Rammento come, ogni anno, in Italia la Pubblica Amministrazione sia capace di gettare nel secchio oltre 200 miliardi di euro. Ma la colpa è di noi cittadini, brutti e cattivi, che per punizione dobbiamo pure vivere camminando su un filo, ad altezza variabile e senza rete sotto.

Di seguito un paio di link ad articoli sul tema dell’enorme spreco di denaro da parte della Pubblica Amministrazione italiana:

https://tg24.sky.it/economia/2020/08/29/pubblica-amministrazione-sprechi

https://www.money.it/Sprechi-inefficienze-Stato-PA-costo-200-miliardi-evasione-fiscale-Italia

A governi e imprese, nella maggior parte dei casi, tutto questo interessa zero.

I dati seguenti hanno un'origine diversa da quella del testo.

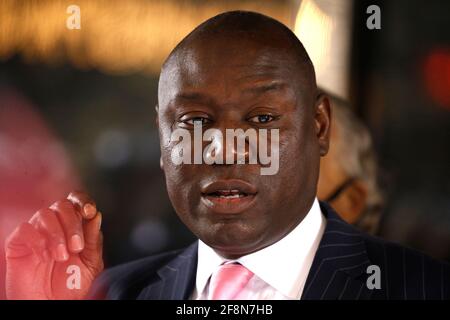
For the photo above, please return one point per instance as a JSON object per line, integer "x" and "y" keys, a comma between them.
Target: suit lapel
{"x": 176, "y": 279}
{"x": 339, "y": 267}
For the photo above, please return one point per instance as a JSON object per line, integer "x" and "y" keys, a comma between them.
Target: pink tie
{"x": 228, "y": 281}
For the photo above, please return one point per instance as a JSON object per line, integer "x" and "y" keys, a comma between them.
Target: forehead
{"x": 228, "y": 70}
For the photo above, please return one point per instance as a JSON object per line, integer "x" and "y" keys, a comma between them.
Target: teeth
{"x": 228, "y": 194}
{"x": 232, "y": 196}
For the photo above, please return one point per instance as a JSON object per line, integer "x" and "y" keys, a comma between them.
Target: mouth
{"x": 229, "y": 196}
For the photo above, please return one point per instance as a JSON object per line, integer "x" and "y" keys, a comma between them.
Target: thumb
{"x": 92, "y": 254}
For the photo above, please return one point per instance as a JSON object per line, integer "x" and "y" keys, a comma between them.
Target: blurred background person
{"x": 348, "y": 173}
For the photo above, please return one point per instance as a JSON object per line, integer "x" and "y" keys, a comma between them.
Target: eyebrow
{"x": 265, "y": 87}
{"x": 260, "y": 88}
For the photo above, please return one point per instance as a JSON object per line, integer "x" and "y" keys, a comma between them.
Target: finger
{"x": 71, "y": 222}
{"x": 84, "y": 204}
{"x": 46, "y": 222}
{"x": 93, "y": 250}
{"x": 26, "y": 240}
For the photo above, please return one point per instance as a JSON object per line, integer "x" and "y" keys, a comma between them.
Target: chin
{"x": 231, "y": 239}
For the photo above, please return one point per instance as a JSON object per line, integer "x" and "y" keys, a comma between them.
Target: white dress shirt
{"x": 280, "y": 270}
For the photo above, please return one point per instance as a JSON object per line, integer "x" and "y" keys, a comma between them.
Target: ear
{"x": 157, "y": 116}
{"x": 161, "y": 162}
{"x": 322, "y": 121}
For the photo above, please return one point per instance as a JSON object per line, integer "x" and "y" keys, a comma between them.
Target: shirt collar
{"x": 293, "y": 255}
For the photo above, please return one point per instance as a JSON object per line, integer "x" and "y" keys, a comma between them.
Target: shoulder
{"x": 127, "y": 280}
{"x": 407, "y": 273}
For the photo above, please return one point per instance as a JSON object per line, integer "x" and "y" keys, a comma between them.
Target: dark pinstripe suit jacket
{"x": 339, "y": 271}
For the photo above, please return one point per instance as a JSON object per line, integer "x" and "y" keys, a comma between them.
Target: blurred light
{"x": 313, "y": 28}
{"x": 324, "y": 28}
{"x": 117, "y": 37}
{"x": 150, "y": 236}
{"x": 112, "y": 148}
{"x": 437, "y": 76}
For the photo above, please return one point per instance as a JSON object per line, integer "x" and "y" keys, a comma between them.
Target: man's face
{"x": 229, "y": 86}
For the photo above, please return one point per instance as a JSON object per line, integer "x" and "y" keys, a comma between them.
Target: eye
{"x": 193, "y": 120}
{"x": 262, "y": 118}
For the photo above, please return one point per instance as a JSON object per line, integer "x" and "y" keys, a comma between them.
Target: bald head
{"x": 243, "y": 70}
{"x": 260, "y": 37}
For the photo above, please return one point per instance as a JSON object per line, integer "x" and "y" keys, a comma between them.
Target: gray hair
{"x": 357, "y": 157}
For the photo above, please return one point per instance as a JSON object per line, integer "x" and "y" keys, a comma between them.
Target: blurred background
{"x": 77, "y": 108}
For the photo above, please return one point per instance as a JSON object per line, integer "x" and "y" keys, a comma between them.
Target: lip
{"x": 231, "y": 205}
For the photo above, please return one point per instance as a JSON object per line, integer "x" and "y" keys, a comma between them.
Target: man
{"x": 348, "y": 173}
{"x": 260, "y": 236}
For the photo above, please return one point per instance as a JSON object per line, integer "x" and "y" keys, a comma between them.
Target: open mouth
{"x": 229, "y": 196}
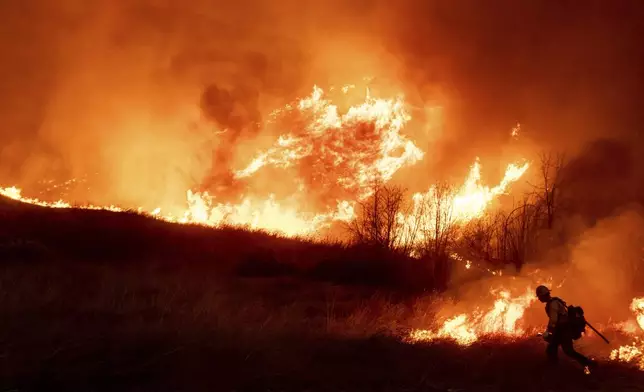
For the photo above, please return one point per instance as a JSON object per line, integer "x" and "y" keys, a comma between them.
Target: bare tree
{"x": 482, "y": 238}
{"x": 520, "y": 229}
{"x": 552, "y": 165}
{"x": 378, "y": 222}
{"x": 437, "y": 230}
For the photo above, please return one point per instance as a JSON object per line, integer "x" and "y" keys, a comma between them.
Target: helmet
{"x": 542, "y": 291}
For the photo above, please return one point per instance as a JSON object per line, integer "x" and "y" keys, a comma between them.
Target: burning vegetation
{"x": 173, "y": 140}
{"x": 344, "y": 162}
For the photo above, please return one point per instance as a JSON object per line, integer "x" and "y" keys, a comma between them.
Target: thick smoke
{"x": 161, "y": 97}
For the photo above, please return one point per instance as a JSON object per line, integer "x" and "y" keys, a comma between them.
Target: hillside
{"x": 96, "y": 300}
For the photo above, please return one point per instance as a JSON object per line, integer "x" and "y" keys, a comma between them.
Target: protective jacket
{"x": 557, "y": 314}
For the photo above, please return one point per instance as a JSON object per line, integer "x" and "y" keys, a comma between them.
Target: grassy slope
{"x": 100, "y": 301}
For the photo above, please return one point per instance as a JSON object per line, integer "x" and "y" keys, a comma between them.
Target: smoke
{"x": 161, "y": 97}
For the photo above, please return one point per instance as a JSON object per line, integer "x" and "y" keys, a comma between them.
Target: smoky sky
{"x": 72, "y": 73}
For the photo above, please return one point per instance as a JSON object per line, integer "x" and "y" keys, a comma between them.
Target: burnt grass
{"x": 100, "y": 301}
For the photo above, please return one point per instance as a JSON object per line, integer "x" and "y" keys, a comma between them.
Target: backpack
{"x": 576, "y": 322}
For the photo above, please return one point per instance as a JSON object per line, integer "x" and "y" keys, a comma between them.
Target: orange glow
{"x": 502, "y": 319}
{"x": 348, "y": 151}
{"x": 634, "y": 352}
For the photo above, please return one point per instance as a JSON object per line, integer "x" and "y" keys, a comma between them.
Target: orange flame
{"x": 502, "y": 319}
{"x": 634, "y": 352}
{"x": 346, "y": 151}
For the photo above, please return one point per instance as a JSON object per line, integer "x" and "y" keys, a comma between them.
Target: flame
{"x": 634, "y": 352}
{"x": 342, "y": 154}
{"x": 502, "y": 319}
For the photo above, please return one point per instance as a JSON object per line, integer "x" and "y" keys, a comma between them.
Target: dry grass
{"x": 97, "y": 302}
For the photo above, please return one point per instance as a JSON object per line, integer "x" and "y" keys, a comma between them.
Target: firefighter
{"x": 559, "y": 331}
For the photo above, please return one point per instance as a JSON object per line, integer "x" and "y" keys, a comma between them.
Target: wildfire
{"x": 338, "y": 155}
{"x": 633, "y": 353}
{"x": 502, "y": 319}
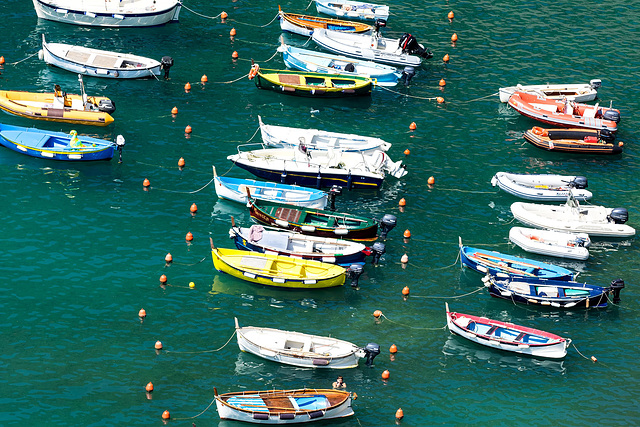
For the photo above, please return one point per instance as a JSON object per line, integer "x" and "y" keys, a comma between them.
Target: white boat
{"x": 314, "y": 139}
{"x": 572, "y": 92}
{"x": 353, "y": 9}
{"x": 109, "y": 13}
{"x": 575, "y": 218}
{"x": 235, "y": 189}
{"x": 373, "y": 47}
{"x": 99, "y": 63}
{"x": 551, "y": 243}
{"x": 298, "y": 349}
{"x": 507, "y": 336}
{"x": 542, "y": 187}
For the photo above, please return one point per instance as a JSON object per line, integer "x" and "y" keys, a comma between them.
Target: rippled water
{"x": 84, "y": 245}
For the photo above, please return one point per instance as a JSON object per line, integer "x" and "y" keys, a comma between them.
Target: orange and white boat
{"x": 565, "y": 113}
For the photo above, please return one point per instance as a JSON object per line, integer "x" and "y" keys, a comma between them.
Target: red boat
{"x": 565, "y": 113}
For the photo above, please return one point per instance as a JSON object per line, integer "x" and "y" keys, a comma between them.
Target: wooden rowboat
{"x": 283, "y": 406}
{"x": 507, "y": 336}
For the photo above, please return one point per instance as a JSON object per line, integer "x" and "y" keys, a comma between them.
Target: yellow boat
{"x": 277, "y": 270}
{"x": 58, "y": 107}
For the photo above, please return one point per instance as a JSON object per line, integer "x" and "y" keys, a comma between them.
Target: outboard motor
{"x": 334, "y": 192}
{"x": 165, "y": 64}
{"x": 579, "y": 182}
{"x": 618, "y": 215}
{"x": 378, "y": 249}
{"x": 387, "y": 224}
{"x": 354, "y": 272}
{"x": 371, "y": 350}
{"x": 616, "y": 286}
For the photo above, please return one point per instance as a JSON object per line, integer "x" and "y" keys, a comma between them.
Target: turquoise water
{"x": 83, "y": 245}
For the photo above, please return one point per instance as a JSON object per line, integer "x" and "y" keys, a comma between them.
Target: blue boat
{"x": 490, "y": 262}
{"x": 552, "y": 293}
{"x": 57, "y": 145}
{"x": 319, "y": 62}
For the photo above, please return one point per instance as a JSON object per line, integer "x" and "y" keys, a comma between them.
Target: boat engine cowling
{"x": 618, "y": 215}
{"x": 371, "y": 350}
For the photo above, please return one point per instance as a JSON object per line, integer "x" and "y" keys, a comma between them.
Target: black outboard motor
{"x": 618, "y": 215}
{"x": 378, "y": 249}
{"x": 334, "y": 192}
{"x": 165, "y": 64}
{"x": 371, "y": 350}
{"x": 354, "y": 272}
{"x": 387, "y": 224}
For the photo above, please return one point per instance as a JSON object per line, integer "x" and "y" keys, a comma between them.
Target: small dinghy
{"x": 102, "y": 63}
{"x": 283, "y": 406}
{"x": 353, "y": 9}
{"x": 100, "y": 13}
{"x": 273, "y": 241}
{"x": 586, "y": 141}
{"x": 490, "y": 262}
{"x": 314, "y": 139}
{"x": 552, "y": 243}
{"x": 566, "y": 114}
{"x": 573, "y": 92}
{"x": 575, "y": 218}
{"x": 507, "y": 336}
{"x": 402, "y": 52}
{"x": 304, "y": 25}
{"x": 314, "y": 85}
{"x": 303, "y": 350}
{"x": 542, "y": 187}
{"x": 235, "y": 189}
{"x": 552, "y": 293}
{"x": 319, "y": 62}
{"x": 57, "y": 145}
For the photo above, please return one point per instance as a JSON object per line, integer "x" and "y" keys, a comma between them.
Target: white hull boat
{"x": 572, "y": 92}
{"x": 371, "y": 47}
{"x": 314, "y": 139}
{"x": 551, "y": 243}
{"x": 542, "y": 187}
{"x": 99, "y": 63}
{"x": 109, "y": 13}
{"x": 575, "y": 218}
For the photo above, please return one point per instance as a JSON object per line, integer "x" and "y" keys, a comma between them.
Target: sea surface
{"x": 83, "y": 245}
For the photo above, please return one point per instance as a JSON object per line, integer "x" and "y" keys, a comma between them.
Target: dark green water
{"x": 83, "y": 245}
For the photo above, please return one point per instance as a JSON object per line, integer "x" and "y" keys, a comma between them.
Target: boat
{"x": 59, "y": 106}
{"x": 353, "y": 9}
{"x": 507, "y": 336}
{"x": 103, "y": 13}
{"x": 574, "y": 140}
{"x": 314, "y": 85}
{"x": 314, "y": 139}
{"x": 100, "y": 63}
{"x": 276, "y": 270}
{"x": 317, "y": 222}
{"x": 581, "y": 92}
{"x": 575, "y": 218}
{"x": 284, "y": 406}
{"x": 551, "y": 243}
{"x": 552, "y": 293}
{"x": 304, "y": 25}
{"x": 565, "y": 113}
{"x": 303, "y": 350}
{"x": 542, "y": 187}
{"x": 490, "y": 262}
{"x": 403, "y": 52}
{"x": 57, "y": 145}
{"x": 319, "y": 62}
{"x": 235, "y": 189}
{"x": 317, "y": 168}
{"x": 277, "y": 241}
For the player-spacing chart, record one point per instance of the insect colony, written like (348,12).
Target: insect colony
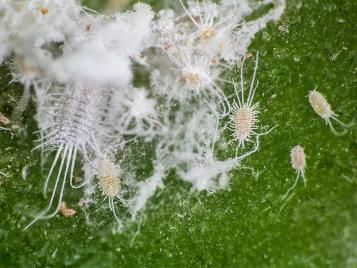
(77,66)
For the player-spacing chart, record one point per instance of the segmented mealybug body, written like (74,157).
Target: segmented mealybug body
(298,162)
(69,122)
(321,106)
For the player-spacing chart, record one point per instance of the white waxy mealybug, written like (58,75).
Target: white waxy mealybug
(298,162)
(244,115)
(110,184)
(323,109)
(68,120)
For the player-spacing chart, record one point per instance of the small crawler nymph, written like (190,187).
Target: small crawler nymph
(298,162)
(110,184)
(66,212)
(323,109)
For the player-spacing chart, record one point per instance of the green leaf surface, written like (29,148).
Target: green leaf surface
(249,225)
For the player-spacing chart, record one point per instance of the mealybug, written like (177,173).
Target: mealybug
(323,109)
(298,162)
(110,184)
(244,114)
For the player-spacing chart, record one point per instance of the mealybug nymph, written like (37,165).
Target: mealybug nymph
(4,121)
(244,114)
(110,184)
(323,109)
(298,162)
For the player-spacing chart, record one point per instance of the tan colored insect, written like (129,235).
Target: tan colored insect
(298,162)
(67,212)
(321,106)
(110,184)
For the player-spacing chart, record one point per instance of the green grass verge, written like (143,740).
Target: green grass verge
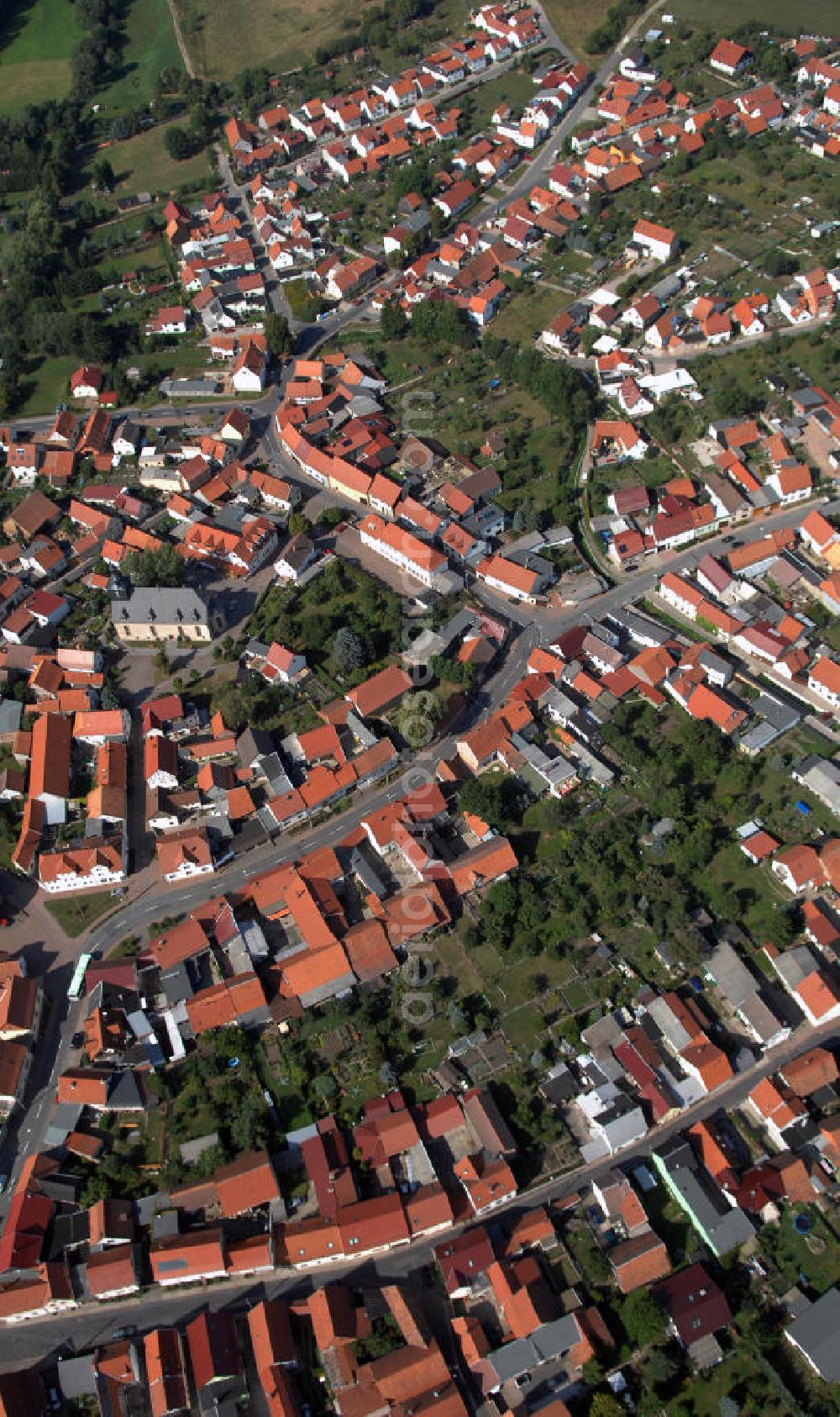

La vita, la serenità, il futuro del cittadino medio italiano non sono al centro dell’interesse di chi non subisce questi problemi che palesemente crea.

Esistono soluzioni alla drammatica situazione del mercato del lavoro in Italia che, attenzione, non è che manchi ma è semmai, regolato malissimo e di conseguenza, anche quando si raggiunge l’agognato posto di lavoro significa tanto ma significa anche nulla considerando la volatilità di questo criterio?

No e non per il fatto che non esistano buone pratiche da mettere in campo. Molto più banalmente, ed è ormai chiaro, nessuno è davvero interessato a creare un sistema di garanzia per i lavoratori, che tanto, in un paese come l’Italia, tirano a campare ugualmente…

In un prossimo articolo approfondirò i temi legati alle normative relative ai contratti parasubordinati, il loro funzionamento e i diritti dei lavoratori che sono assunti con questi contratti “flessibili”.

Nel frattempo, buona riflessione e buone feste a tutti.